Father Button stooped down to look.

“Thos. Britton,” he read. “Thomas. You know, dear, at a glance, it kind of does look like Tugs. You see how the h here got rubbed away and the s is all swirly? And the r and i are faded out, too. It’s a mistake anyone could make.”

Mother Button let go of Tugs’s hand and looked every which way.

“Oh, Robert,” she said, struck with horror at what she’d done. The name she’d treasured this whole year, the name that had tripped off her tongue, sounding to her ears like a bird’s song for twelve whole months — Tugs Button, Tugs Esther Button — was a mistake. She heard at once its gray tones, the flat guttural sound everyone else must have heard every time she said her baby’s name.

“Oh, Robert,” she said again. She looked at Tugs. “I’m sorry, baby,” she said. Tugs babbled happily. Mother Button looked at Father Button. “Let’s call her Esther. She’s young. She won’t even remember.”

“Aw, honey,” said Father Button. “Let it be. Tugs is a fine name.”

But Mother Button’s mind was made up. For the next month she caught herself every time she went to call Tugs and called her Esther, though it often came out Testher. She made up singsong rhymes and chanted the name to her baby constantly. But Tugs never responded. She’d repeat the sounds of the rhymes in her baby voice, but when they asked her what her name was, she said Tugs every time.

So the name stuck.

And from then until the moment Tugs approached Mary Louise’s house, she had liked her name, even defending it to the numbskulls who taunted her about it.

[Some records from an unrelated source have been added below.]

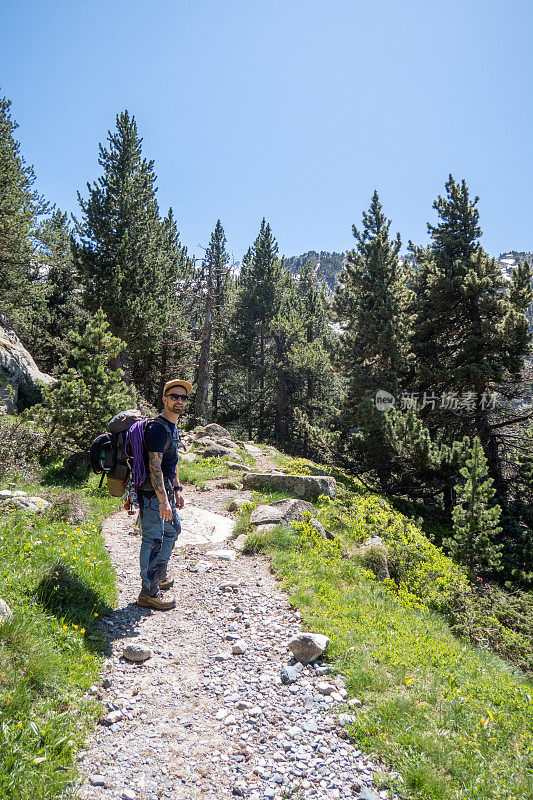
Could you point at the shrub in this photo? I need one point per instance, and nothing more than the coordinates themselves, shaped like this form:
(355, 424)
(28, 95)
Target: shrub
(19, 446)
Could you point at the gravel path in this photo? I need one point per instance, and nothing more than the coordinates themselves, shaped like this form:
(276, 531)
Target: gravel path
(196, 720)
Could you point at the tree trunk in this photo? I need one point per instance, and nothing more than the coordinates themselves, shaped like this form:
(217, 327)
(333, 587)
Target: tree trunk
(249, 387)
(204, 361)
(215, 389)
(262, 383)
(162, 376)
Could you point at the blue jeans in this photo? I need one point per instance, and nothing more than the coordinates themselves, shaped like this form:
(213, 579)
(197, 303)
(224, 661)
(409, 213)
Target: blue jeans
(158, 538)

I am named for a brave soldier of the Civil War, she’d say. We wouldn’t even be the United States of America without the original Tugs Button. She started improvising in about first grade and asking questions of Granddaddy Ike about the Civil War and adopting whatever facts she found exciting or interesting or particularly brave into her story about the first Tugs Button.

Perhaps she could tell Mary Louise that her middle name was Priscilla. Surely someone like Mary Louise would want other girls to have names as lovely as her own.